As Gruber admitted at a March 2014 conference of the Workers Compensation Research Institute in Boston, “The bill was written in a tortured way to make sure the CBO did not score the mandate as taxes. If the CBO scored the mandate as taxes, the bill dies. OK, so it’s written to do that”: to hide the fact that the “penalty” for not buying insurance is really a tax, taking advantage of what he called “the stupidity of the American voter.”

This sleight-of-hand had two particularly notable implications. First, it allowed the CBO to ignore the tax implications, since they weren’t called taxes, but penalties. Yet the only reason Obamacare was deemed Constitutional by the Supreme Court was that Chief Justice John Roberts said the penalty was really a tax, not a penalty, and Congress has the authority to impose taxes.

The manipulation of the CBO also extended to Obamacare’s timing, since CBO cost estimates only project 10 years into the future. Gruber and the Obama White House knew that. So they slowed down Obamacare’s implementation. The first four years would cost very little; the next six years would cost significantly more. Together, however, the 10-year total was made to look pretty good: “just” $848 billion.

By 2014, however, when the CBO took another look, the ten-year CBO cost estimate of $848 billion had ballooned to $2 trillion. Two trillion and counting.

Similarly, Gruber also has admitted—this time in a 2013 panel discussion at the University of Pennsylvania—that Obamacare, through regulations designed to “limit premium variation based on age,” was designed so that those who are young and generally healthy subsidize those who are older and less healthy. It’s what we call a transfer program. As he told the Penn panel, “if you had a law which said that healthy people are going to pay in—you made explicit that healthy people pay in and sick people get money—it would not have passed.”
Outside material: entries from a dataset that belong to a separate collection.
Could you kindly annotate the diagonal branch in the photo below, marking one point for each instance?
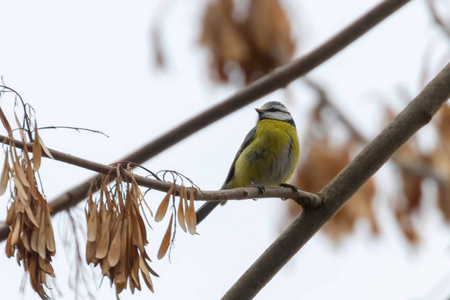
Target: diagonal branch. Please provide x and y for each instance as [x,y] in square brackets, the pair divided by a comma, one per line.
[416,115]
[304,199]
[264,86]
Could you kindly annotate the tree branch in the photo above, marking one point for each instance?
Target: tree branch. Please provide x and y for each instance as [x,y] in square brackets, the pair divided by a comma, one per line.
[304,199]
[414,168]
[416,115]
[266,85]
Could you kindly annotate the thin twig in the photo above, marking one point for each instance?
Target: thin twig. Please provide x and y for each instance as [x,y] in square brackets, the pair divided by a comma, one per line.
[416,115]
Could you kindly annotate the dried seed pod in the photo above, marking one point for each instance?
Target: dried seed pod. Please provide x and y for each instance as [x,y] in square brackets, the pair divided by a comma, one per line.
[191,218]
[166,240]
[180,211]
[162,209]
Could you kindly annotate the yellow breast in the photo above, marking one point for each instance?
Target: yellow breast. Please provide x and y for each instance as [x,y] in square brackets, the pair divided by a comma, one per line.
[270,159]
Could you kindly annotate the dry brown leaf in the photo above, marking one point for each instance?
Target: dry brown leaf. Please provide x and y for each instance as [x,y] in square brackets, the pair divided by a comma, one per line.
[41,237]
[20,189]
[180,211]
[46,151]
[92,225]
[49,236]
[5,175]
[103,245]
[37,152]
[162,209]
[166,240]
[6,123]
[20,173]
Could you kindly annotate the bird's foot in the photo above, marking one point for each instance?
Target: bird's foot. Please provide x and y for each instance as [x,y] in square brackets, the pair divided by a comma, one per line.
[259,187]
[292,187]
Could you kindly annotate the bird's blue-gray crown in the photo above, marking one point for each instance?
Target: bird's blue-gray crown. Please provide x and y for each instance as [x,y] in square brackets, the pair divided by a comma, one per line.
[275,110]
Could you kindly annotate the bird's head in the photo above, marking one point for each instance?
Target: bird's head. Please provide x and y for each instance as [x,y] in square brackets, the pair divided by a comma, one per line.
[275,110]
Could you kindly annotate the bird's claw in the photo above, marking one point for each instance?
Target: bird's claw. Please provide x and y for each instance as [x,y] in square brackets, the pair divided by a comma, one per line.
[259,187]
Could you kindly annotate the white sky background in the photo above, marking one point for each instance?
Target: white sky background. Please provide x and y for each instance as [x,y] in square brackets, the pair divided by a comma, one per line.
[88,64]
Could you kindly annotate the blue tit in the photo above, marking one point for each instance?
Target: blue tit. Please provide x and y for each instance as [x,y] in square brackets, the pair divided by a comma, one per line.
[267,157]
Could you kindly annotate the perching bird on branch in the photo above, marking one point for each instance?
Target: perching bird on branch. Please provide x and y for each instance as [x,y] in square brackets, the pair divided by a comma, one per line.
[267,157]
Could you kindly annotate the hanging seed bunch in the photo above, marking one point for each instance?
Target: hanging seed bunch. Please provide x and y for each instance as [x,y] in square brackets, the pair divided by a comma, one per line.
[31,239]
[184,212]
[116,234]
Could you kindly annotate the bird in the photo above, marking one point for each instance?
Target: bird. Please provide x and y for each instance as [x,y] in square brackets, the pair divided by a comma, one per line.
[267,157]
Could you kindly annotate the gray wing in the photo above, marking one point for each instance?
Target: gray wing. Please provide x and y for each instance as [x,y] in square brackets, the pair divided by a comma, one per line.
[248,139]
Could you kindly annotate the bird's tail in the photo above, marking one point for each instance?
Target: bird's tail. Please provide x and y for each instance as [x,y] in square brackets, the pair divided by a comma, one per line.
[205,210]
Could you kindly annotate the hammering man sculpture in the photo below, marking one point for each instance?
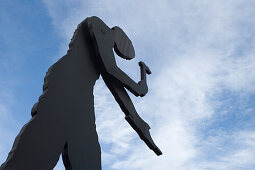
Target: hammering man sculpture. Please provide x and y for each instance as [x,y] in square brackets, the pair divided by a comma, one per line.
[63,120]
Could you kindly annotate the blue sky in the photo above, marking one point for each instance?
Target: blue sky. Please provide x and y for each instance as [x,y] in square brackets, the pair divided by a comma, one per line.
[200,103]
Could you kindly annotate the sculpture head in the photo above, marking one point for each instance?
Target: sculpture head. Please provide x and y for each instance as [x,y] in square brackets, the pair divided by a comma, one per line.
[122,44]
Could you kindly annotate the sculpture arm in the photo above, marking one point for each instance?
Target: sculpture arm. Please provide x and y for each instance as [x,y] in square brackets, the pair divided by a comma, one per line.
[102,37]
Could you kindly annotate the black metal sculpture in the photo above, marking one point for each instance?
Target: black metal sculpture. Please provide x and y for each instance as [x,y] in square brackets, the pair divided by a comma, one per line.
[63,119]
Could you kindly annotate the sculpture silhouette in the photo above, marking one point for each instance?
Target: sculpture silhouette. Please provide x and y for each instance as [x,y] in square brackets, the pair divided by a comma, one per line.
[63,120]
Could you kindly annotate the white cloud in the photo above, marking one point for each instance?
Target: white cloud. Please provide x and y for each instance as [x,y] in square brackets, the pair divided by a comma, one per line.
[196,49]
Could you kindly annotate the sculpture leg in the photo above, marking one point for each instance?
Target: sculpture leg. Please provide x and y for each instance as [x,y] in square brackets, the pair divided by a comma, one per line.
[83,149]
[37,146]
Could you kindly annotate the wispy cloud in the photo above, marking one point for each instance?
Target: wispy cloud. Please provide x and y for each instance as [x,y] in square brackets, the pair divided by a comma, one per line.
[197,51]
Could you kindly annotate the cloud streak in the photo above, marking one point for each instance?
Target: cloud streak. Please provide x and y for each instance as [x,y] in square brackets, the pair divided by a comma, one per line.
[197,50]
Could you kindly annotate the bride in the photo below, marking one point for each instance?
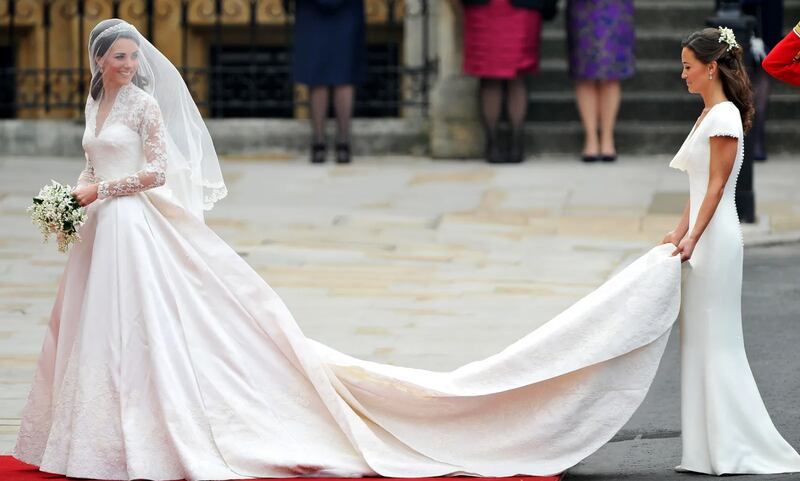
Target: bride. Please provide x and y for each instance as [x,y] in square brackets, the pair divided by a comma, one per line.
[167,357]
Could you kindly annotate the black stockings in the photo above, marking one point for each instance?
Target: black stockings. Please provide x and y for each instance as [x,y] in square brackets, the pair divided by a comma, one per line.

Gruber also has admitted that the claim that Obamacare would reduce costs was disingenuous. As he told an audience at Holy Cross College in March 2010, “all you ever hear people talk about is cost control. How it’s going to lower the cost of health care,” but “we don’t know how,” he said, adding that “a politically feasible way right now to bend the cost curve ... just doesn’t exist.”

Given his track record, Gruber’s assertion that the Republican “repeal and replace” effort is a scam would be laughable if it wasn’t so tragic.